Simon Tay chaired plenary session 2, featuring Chinese Ambassador to ASEAN, Tong Xiaoling, who spoke on ‘China’s Strategic Vision and Regional Security in the Asia-Pacific’. This session focused on China’s vision for the Asia-Pacific region and specifically its own role in regional security.
Ambassador Tong described the region’s positive trends, including increased intraregional trade and investment, faster economic integration, and successful security cooperation mechanisms such as the ASEAN Regional Forum (ARF), ASEAN Defense ministerial Meeting Plus (ADMM+), and the Council for Security Cooperation in the Asia-pacific (CSCAOP). Yet despite these accomplishments, rivalries and frictions between countries, such as land and maritime disputes between India and Pakistan, China and India, Japan and the ROK, Bangladesh and Myanmar, and many more, continue to undermine the security stability in the region.

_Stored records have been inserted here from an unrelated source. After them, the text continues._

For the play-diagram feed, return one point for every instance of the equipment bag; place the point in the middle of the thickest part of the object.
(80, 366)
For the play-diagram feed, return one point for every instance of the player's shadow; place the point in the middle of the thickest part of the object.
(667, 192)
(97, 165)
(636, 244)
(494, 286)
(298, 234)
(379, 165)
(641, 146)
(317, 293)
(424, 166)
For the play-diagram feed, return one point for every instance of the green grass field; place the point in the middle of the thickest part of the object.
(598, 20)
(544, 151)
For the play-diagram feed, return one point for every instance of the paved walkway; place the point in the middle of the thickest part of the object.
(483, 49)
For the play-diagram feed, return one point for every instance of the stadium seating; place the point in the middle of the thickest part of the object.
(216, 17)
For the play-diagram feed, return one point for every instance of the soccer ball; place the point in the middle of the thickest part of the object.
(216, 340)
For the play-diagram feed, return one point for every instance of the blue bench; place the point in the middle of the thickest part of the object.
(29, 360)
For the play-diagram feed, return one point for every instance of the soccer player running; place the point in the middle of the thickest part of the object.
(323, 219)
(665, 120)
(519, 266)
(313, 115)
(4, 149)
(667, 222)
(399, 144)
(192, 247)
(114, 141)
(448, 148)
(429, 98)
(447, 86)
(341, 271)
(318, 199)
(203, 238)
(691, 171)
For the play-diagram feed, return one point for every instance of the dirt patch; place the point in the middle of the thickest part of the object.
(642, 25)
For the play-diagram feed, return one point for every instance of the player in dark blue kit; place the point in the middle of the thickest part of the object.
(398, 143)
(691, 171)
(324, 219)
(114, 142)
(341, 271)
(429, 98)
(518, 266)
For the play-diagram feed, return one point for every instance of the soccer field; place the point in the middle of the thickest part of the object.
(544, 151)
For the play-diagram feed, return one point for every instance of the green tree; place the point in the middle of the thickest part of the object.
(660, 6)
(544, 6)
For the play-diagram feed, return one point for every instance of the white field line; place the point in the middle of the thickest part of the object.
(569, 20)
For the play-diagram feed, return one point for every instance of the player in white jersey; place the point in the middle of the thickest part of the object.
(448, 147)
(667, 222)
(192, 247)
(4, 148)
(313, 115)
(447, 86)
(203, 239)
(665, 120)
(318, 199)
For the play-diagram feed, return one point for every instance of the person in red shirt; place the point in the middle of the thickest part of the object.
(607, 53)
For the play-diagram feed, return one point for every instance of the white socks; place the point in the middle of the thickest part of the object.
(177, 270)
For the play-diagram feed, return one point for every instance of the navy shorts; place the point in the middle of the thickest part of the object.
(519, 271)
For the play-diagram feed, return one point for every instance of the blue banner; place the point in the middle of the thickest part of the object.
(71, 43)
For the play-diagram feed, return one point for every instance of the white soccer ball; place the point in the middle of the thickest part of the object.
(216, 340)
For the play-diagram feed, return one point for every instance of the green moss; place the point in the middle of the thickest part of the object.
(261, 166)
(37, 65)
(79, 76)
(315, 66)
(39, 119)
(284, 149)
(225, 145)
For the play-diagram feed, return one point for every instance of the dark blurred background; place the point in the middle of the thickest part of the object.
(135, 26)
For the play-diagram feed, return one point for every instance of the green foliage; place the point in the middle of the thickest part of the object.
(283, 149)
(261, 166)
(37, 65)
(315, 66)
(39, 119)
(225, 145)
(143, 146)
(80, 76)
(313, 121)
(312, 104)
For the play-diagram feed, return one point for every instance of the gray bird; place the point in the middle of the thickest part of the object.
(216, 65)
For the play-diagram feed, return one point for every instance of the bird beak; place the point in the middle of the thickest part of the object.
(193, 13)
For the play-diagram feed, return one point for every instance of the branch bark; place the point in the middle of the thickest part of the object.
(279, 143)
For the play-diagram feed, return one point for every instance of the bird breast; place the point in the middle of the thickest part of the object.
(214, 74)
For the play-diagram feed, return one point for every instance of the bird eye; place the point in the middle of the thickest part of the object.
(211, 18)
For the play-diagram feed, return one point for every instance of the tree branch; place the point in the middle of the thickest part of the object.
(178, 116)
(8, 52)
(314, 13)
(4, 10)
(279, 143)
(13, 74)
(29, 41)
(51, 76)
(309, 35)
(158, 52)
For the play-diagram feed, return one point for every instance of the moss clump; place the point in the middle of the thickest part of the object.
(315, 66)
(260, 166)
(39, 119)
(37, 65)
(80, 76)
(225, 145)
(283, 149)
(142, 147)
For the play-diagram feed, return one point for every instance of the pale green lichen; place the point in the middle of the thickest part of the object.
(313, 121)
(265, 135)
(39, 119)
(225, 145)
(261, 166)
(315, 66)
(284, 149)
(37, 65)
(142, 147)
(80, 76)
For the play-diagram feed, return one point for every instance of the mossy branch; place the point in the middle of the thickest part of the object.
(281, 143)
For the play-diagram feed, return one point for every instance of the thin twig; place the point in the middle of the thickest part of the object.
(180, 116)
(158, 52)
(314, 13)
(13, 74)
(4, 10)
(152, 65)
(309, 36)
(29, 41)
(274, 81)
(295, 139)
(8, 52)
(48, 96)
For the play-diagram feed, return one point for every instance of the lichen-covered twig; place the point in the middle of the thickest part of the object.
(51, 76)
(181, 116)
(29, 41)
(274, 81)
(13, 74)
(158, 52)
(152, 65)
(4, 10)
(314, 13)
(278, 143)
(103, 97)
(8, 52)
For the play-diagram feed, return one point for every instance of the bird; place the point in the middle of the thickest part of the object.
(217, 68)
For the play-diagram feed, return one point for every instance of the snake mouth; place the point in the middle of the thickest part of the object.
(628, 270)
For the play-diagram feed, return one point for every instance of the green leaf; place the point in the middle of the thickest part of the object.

Ambassador Tong responded to regional fears, including the “China threat” theory and the South China Sea issue, and stressed China’s continuous commitment to peaceful, cooperative, and mutually beneficial development in the region. In addition, he outlined China’s four major security policy pillars and called upon all other Asia-Pacific nations to increase security dialogue and cooperation in the region, including building an open, transparent, and inclusive Asia-Pacific security structure.